Não obstante a falência seja forma de dissolução regular da sociedade, o encerramento do processo falimentar não implica exclusão de eventuais irregularidades que possam ter sido praticadas pelo sócio responsável e que tenham relação com o não pagamento do tributo devido. Assim, o fato de haver dissolução regular da sociedade, por si só, não impede o redirecionamento da execução fiscal.
Portanto, é obrigação dos gestores das empresas manter atualizados os respectivos cadastros, incluindo os atos relativos à mudança de endereço dos estabelecimentos e, especialmente, referentes à dissolução da sociedade.
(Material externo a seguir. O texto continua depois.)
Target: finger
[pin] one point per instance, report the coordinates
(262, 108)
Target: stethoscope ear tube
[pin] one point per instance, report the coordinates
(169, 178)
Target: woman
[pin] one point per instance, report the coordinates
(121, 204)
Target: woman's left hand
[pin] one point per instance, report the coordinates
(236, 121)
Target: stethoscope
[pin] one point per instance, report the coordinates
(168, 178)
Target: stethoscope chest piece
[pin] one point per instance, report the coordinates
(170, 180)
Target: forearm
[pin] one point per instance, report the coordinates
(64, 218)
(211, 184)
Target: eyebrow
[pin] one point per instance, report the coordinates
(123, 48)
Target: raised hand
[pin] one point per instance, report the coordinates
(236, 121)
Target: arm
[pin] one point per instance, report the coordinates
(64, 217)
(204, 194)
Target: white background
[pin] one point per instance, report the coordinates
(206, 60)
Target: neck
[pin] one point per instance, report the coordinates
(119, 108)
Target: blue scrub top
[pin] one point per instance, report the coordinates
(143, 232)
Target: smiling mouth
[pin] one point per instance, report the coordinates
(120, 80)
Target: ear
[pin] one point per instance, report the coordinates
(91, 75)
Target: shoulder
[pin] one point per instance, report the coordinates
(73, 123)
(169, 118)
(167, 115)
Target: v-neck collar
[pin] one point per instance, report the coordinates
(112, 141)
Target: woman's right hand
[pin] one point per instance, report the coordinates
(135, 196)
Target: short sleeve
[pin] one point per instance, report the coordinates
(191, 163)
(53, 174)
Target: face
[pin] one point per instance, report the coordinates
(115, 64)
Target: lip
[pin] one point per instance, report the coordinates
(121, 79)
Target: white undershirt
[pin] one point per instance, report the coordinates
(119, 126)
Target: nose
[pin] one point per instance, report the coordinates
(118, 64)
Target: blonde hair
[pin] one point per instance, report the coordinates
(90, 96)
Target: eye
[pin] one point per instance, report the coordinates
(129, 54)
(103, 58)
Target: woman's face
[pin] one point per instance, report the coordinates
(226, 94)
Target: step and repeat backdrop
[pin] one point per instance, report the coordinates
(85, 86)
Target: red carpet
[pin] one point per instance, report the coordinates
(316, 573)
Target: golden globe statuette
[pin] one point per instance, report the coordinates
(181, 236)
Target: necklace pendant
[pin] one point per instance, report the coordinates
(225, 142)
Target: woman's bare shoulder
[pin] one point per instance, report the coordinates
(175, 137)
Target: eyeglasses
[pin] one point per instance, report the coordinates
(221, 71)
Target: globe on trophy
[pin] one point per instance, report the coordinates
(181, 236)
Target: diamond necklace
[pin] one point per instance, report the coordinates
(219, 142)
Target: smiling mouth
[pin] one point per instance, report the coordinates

A regularidade desses registros é exigida para que se demonstre que a sociedade dissolveu-se de forma regular, em obediência aos ritos e formalidades previstas nos arts. 1.033 à 1.038 e arts. 1.102 a 1.112, todos do Código Civil de 2002 - onde é prevista a liquidação da sociedade com o pagamento dos credores em sua ordem de preferência - ou na forma da Lei n. 11.101/2005, no caso de falência. A desobediência a tais ritos caracteriza infração à lei (REsp 1371128 / RS).
Além disso, ainda que regular a dissolução da pessoa jurídica por falência, é admissível o prosseguimento da execução fiscal contra os sócios cujos nomes constam da Certidão de Dívida Ativa.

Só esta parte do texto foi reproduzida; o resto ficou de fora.